W 2020 r. parlament australijskiego stanu Queensland przyjął ustawę zobowiązującą księży do złamania tajemnicy spowiedzi, jeśli podczas sprawowania sakramentu pojednania otrzymają informacje na temat seksualnego wykorzystania dzieci. Kapłanowi, który nie dopełni tej powinności, grozi kara trzech lat więzienia. Wcześniej, w 2012 r., irlandzki minister sprawiedliwości proponował karę pięciu lat więzienia dla duchownych, którzy nie zgłoszą na policję przypadków nadużycia seksualnego wobec nieletnich, jeśli usłyszą o tym w konfesjonale.
W październiku 2021 r. francuski minister spraw wewnętrznych oświadczył, że tamtejsi księża mają obowiązek informowania wymiaru sprawiedliwości o przypadkach pedofilii, mimo tajemnicy spowiedzi. Po spotkaniu z przewodniczącym Konferencji Episkopatu Francji powiedział: „Tajemnica spowiedzi istnieje w naszym prawie od blisko 200 lat, zwana jest tajemnicą zawodową, podobnie jak tajemnica zawodowa lekarzy czy prawników. Ma jednak wyjątki dotyczące w szczególności przestępstw popełnianych wobec dzieci w wieku poniżej 15 lat”. Sugestia łamania tajemnicy spowiedzi związana była z opublikowanym w pierwszych dniach października 2021 r. raportem na temat wykorzystywania seksualnego dzieci przez duchownych katolickich w tym kraju.
Jak się okazuje, pomysł łamania w majestacie prawa państwowego tajemnicy spowiedzi dotarł także do Stanów Zjednoczonych. 30 maja br. media watykańskie poinformowały, że katoliccy biskupi w USA w jej obronie odwołali się do sądu. Chodzi o podpisaną 2 maja bieżącego roku przez gubernatora stanu Waszyngton Boba Fergusona, ustawę, która zobowiązuje duchownych do zgłaszania podejrzeń o wykorzystywanie dzieci, także tych, które poznali wyłącznie podczas sakramentalnej spowiedzi.
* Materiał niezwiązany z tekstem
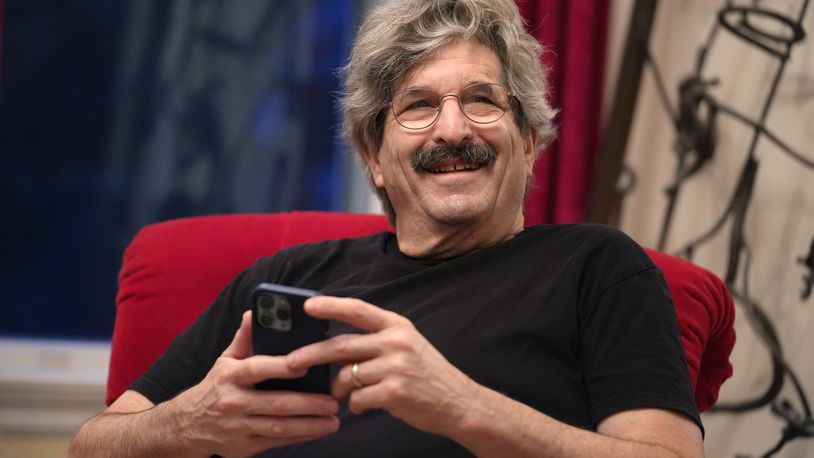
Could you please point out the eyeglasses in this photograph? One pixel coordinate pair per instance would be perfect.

Za niewywiązanie się z obowiązku grozi kara do roku więzienia i 5 tysięcy dolarów grzywny. Nowy przepis ma obowiązywać od 27 lipca br.
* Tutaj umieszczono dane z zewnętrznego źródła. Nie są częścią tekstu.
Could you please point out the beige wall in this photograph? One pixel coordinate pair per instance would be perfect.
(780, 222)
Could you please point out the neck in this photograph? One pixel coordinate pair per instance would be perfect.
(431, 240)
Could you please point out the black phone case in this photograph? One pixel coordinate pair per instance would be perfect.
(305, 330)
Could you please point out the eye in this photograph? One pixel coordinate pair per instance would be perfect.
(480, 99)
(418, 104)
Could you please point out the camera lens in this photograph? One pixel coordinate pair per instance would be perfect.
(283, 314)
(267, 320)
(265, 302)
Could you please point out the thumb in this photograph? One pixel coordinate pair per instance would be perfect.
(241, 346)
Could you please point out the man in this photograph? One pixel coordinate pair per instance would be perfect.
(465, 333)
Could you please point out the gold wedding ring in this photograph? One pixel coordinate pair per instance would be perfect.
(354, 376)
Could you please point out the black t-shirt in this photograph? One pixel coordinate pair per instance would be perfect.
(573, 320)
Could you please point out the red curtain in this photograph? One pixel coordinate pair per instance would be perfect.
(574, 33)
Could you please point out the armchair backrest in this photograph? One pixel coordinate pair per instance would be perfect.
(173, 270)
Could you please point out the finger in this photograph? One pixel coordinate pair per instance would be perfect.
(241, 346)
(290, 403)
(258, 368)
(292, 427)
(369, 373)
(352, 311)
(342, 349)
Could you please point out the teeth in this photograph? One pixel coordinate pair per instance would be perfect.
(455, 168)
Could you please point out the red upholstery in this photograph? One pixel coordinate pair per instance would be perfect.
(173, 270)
Archidiecezja Seattle oraz diecezje Spokane i Yakima złożyły w sprawie wspominanych stanowych przepisów pozew do sądu federalnego. Twierdzą, że nowa ustawa łamie konstytucyjne prawo do wolności religijnej oraz zasadę równości wobec prawa. „Trudno sobie wyobrazić bardziej bezczelny atak na wiarę niż państwowi biurokraci nadzorujący sakrament spowiedzi” – zauważył szef jednej z kancelarii prawnych, zajmującej się ochroną wolności w sferze religijnej. Biskup diecezji Spokane Thomas Daly w oświadczeniu wydanym na początku maja zapewnił, że duchowni nie złamią tajemnicy spowiedzi, nawet jeśli oznaczałoby to pobyt w więzieniu.
Jak podał serwis Vatican News, Departament Sprawiedliwości USA rozpoczął dochodzenie w sprawie ustawy mającej obowiązywać za niespełna dwa miesiące w stanie Waszyngton. Asystent Prokuratora Generalnego Harmeet Dhillon nazwała ją „atakiem legislacyjnym na Kościół katolicki i sakrament pokuty”.
Być może w Stanach Zjednoczonych mało kto wie o dwóch męczennikach tajemnicy spowiedzi czczonych w Polsce. Warto jednak mieć świadomość, że zakusy rządzących na różnych szczeblach, aby ten sekret naruszyć, nie przeminęły z historią. Jest coś głęboko niepokojącego w fakcie, że do wkraczania w tę sferę wykorzystywany jest pretekst w postaci troski o bezpieczeństwo dzieci. To oczywiste, że seksualne wykorzystywanie najmłodszych w Kościele jest zbrodnią wołającą o sprawiedliwość do nieba, jednak nie może być pretekstem do łamania elementarnych zasad, na których zbudowane jest zaufanie spowiadających się do spowiedników.